本の紹介
著者 綿矢りさ
刊行 2012
本の感想
中学時代の同級生への片想い以外は恋愛経験がない主人公ヨシカ。大人になったヨシカは中学時代の片思いの相手「イチ」と最近告白された「ニ」の間で心が揺れていた。本書はいい意味で気持ち悪いくらいにヨシカの心の声が書かれている。本書の7割がヨシカの妄想や心の声だ。
私には彼氏が二人いて、どうせこんな状況は長く続かないから存分に楽しむつもりだった。
12頁 勝手にふるえてろ (文春文庫)
え?ヨシカって二人彼氏がいる浮気女なんだ。と言う感じで始まる物語。しかし読み進めていくと、次第にこの言葉の意味が浮き彫りになってくる。先ほど気持ち悪いくらいにと書いたが、読んでいて気持ち悪さを感じない人はいないと思う。それは、いわゆるオタクであるヨシカの妄想の他にも、ニの寒い自分語りなど。とにかくいやらしさが全くない気持ち悪さが、最初から最後まで続く。正直ヨシカの恋愛感情や妄想は行き過ぎなところがあるけれど、少し親近感がわく場面もあった。特にニに対しての心の声が全くその通りだと思った。男性の自分語りほど聞いていて気持ち悪いものはないと思う。特に仕事の自慢を聞きたい女性はいないのではないだろうか。しかしそれを胸を張って話してくる男性がいるのも事実。心底どうでもいい。そんなことより今朝の朝食の話をしていた方がいいわと思う。
本書は綺麗な恋愛の話とは程遠い、現実にあるなんとなくの恋愛を描いた一冊だと思う。
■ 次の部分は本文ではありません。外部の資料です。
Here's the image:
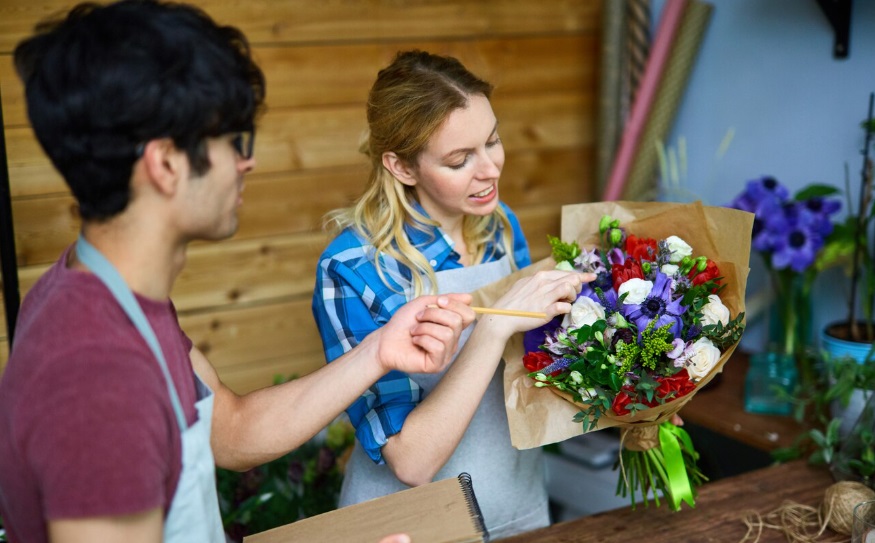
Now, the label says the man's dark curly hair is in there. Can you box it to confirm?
[15,0,265,220]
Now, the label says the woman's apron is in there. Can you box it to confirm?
[340,256,549,539]
[76,236,225,543]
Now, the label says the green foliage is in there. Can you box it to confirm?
[216,376,355,542]
[547,235,580,264]
[614,424,708,509]
[702,313,744,352]
[772,353,875,484]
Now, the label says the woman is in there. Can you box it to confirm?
[313,51,593,537]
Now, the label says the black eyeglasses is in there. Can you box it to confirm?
[134,129,255,160]
[231,130,255,160]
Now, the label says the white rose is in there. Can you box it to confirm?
[702,294,729,326]
[562,296,605,328]
[659,264,678,277]
[687,337,720,381]
[665,236,693,262]
[617,278,653,304]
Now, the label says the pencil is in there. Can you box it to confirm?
[471,306,547,319]
[428,304,547,319]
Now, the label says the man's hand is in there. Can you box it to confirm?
[377,294,475,373]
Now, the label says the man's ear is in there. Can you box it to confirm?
[141,138,189,195]
[383,151,417,187]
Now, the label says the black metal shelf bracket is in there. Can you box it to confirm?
[817,0,851,58]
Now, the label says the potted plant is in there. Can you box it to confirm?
[820,93,875,436]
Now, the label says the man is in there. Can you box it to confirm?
[0,0,474,543]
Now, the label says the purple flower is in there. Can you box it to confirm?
[574,249,608,275]
[623,272,687,339]
[538,358,574,375]
[772,203,824,273]
[523,315,563,353]
[801,196,842,237]
[729,175,790,213]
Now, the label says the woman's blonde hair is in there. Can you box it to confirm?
[325,51,515,296]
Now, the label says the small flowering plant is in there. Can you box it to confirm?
[729,176,840,370]
[523,215,744,509]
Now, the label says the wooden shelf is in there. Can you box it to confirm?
[502,460,836,543]
[680,351,804,452]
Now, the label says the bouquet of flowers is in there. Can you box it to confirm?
[477,202,753,509]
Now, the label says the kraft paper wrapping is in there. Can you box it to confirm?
[623,0,714,200]
[474,201,754,449]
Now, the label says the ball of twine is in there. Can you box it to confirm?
[820,481,875,535]
[741,481,875,543]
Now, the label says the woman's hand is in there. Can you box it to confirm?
[478,270,595,338]
[371,294,475,373]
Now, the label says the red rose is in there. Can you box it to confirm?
[611,258,644,291]
[687,260,720,292]
[611,387,632,416]
[656,369,696,400]
[523,351,553,372]
[626,234,656,260]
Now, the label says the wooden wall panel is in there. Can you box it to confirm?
[0,0,601,392]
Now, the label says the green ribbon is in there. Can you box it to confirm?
[659,422,696,511]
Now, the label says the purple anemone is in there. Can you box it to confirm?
[623,272,687,338]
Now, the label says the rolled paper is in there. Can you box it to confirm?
[595,0,625,193]
[602,0,688,200]
[623,0,714,200]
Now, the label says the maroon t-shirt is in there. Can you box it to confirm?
[0,249,197,543]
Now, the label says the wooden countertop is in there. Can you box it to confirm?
[501,461,835,543]
[680,351,803,451]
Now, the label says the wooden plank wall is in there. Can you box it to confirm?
[0,0,601,392]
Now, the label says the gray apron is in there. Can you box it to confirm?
[76,235,225,543]
[340,256,549,539]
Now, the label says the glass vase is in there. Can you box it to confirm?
[744,270,814,416]
[744,352,798,416]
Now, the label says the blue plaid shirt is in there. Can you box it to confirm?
[313,204,531,464]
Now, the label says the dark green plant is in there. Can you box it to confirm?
[772,353,875,478]
[216,377,355,542]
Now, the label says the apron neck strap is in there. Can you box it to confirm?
[76,234,188,430]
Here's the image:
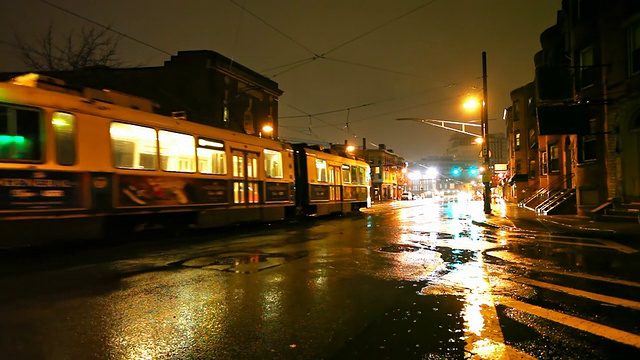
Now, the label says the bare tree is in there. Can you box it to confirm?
[13,24,123,71]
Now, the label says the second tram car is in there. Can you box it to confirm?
[0,74,370,248]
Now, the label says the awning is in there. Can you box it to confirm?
[509,174,529,185]
[537,105,589,135]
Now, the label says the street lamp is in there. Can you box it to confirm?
[462,51,491,215]
[481,51,491,215]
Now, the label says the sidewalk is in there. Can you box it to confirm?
[482,202,640,242]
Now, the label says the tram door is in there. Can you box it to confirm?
[329,166,342,200]
[232,150,260,204]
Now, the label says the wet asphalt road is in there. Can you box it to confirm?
[0,200,640,359]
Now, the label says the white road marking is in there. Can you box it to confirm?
[534,268,640,287]
[497,297,640,348]
[513,277,640,310]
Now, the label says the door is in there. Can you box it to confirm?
[564,136,573,189]
[231,150,260,204]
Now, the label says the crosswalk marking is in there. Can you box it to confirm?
[534,269,640,287]
[512,277,640,310]
[496,297,640,348]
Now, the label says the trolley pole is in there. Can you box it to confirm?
[480,51,492,215]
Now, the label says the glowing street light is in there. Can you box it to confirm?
[462,98,480,110]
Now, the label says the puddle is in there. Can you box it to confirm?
[380,244,420,253]
[169,253,307,274]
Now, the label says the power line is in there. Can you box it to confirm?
[229,0,319,57]
[321,0,437,57]
[40,0,174,56]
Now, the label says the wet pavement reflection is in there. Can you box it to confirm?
[0,199,640,359]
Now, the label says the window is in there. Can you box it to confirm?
[540,151,549,175]
[158,130,196,172]
[580,47,596,88]
[549,144,560,173]
[196,138,227,175]
[582,119,598,162]
[513,100,520,121]
[0,105,44,161]
[233,154,244,178]
[351,166,362,184]
[529,129,538,147]
[109,122,158,170]
[629,22,640,75]
[316,159,328,182]
[529,160,536,179]
[264,149,284,179]
[51,112,76,165]
[582,135,598,162]
[342,165,351,184]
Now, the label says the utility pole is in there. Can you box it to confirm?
[480,51,492,215]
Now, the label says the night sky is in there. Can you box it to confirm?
[0,0,561,161]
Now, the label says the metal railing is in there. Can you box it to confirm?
[518,174,573,208]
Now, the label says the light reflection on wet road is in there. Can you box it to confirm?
[0,200,640,359]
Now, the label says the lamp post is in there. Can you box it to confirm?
[480,51,491,215]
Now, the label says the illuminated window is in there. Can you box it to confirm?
[158,130,196,172]
[549,144,560,173]
[247,154,258,179]
[196,138,227,175]
[342,165,351,184]
[109,122,158,170]
[264,149,284,179]
[512,100,520,121]
[540,151,549,175]
[316,159,327,182]
[233,182,245,204]
[233,155,244,177]
[0,106,43,161]
[51,112,76,165]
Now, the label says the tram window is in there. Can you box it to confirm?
[197,147,227,175]
[358,167,367,185]
[0,105,44,161]
[342,165,351,184]
[351,166,361,184]
[264,149,284,179]
[51,112,76,165]
[316,159,327,182]
[109,122,158,170]
[158,130,196,172]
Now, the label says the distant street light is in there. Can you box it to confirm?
[396,118,481,141]
[480,51,491,215]
[258,124,273,137]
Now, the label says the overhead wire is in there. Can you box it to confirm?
[40,0,174,56]
[321,0,437,57]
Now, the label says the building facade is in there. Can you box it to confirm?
[356,139,409,201]
[507,0,640,215]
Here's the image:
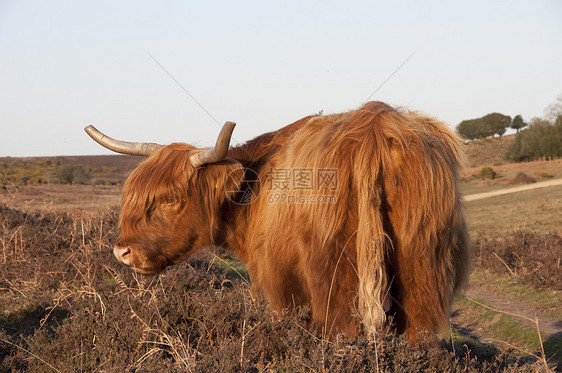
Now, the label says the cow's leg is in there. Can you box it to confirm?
[392,251,451,345]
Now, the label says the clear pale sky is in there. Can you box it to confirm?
[0,0,562,157]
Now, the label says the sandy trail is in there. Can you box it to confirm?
[463,179,562,202]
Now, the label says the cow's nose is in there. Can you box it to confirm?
[113,246,131,265]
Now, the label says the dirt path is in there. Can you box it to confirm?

なんとなくこの人と結婚して、子供を産んで育てる。そしてなんとなく生活を送る。誰しもが大好きな人と結婚して生活するわけではない。好きという気持ちに、金銭的なものや将来性を付け加えて結婚する。好きの部分より後者に重きを置く人がほとんどだろう。生活して子供を育てるにはそれが正解なのだろう。むしろ好きだけで結婚して子供もできたが、育てられない人もたくさんいるだろう。どこかで妥協が必要なのだ。その過程を生々しく書いたのが本書だと思った。正直ヨシカも痛い部分があると思う。少し拗らせすぎて妥協するしか無かったのかもしれない。それでももっと幸せな選択肢があったのではないかと思うラストだった。